WOMEN'S SPECIALTY STORES HAVING A SLEEPY HOLIDAY SEASON

Byline: Mark Tosh

NEW YORK--Despite the popularity of women's apparel as a gift item this year, women's specialty stores are in the midst of a ho-hum holiday.
According to some industry estimates, sales at women's specialty stores are running from flat to down more than 2 percent against year-ago results.
And this is a season when apparel becomes more popular as Christmas grows nearer. Apparel was the top gift choice for 63 percent of the respondents to a Deloitte & Touche survey last weekend. This figure reflects a sharp climb in apparel's appeal since November, when 40 percent of shoppers surveyed listed apparel as their preferred gift for the holiday season.
Department stores appear to be reaping this added apparel business, according to some analysts. They are expected to add 6 to 7 percent to apparel sales compared with last year, according to some estimates.
In some urban areas, the spread between department stores and women's specialty shops could be even wider.
Analysts cite the heavy promoting this season as one of the factors driving department store sales. Some retailers have called it the heaviest promotional Christmas ever.

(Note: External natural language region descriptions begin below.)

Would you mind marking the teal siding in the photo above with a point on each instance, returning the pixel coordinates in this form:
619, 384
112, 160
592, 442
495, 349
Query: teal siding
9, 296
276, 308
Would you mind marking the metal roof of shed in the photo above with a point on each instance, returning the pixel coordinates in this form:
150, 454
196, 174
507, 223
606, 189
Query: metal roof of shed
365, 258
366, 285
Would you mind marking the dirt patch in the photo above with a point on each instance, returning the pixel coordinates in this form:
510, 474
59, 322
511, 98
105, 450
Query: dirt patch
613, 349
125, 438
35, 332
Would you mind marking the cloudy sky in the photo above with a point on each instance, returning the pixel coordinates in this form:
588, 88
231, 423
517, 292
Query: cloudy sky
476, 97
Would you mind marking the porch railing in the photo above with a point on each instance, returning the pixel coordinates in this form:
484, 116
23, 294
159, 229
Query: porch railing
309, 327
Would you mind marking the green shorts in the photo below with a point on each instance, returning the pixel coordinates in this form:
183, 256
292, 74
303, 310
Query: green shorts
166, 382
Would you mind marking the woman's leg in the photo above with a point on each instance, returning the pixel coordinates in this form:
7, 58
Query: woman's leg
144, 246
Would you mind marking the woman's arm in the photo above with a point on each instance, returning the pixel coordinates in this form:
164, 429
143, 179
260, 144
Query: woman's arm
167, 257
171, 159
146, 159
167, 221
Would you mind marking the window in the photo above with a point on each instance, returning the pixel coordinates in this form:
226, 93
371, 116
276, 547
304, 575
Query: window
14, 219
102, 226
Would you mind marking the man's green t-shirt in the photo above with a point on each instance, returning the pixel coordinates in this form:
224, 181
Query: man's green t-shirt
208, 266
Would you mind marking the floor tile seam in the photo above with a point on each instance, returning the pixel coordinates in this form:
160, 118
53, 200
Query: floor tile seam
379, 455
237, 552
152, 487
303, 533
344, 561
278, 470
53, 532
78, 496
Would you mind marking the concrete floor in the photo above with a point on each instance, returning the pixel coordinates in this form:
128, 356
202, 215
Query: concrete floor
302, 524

Other reasons cited by analysts for the strong performance by department stores and national chains such as Sears, Roebuck & Co. and J.C. Penney Co. include
Aggressive retailing in power centers featuring category-killer outlets like The Sports Authority and Incredible Universe, which draws business away from regional malls.
Heavy advertising by department stores, while specialty stores often depend on mall locations to draw traffic. A year ago, department stores and specialty stores spent about $2.6 billion on holiday advertising and, although 1994 figures are not available, experts believe that total will be easily surpassed this season.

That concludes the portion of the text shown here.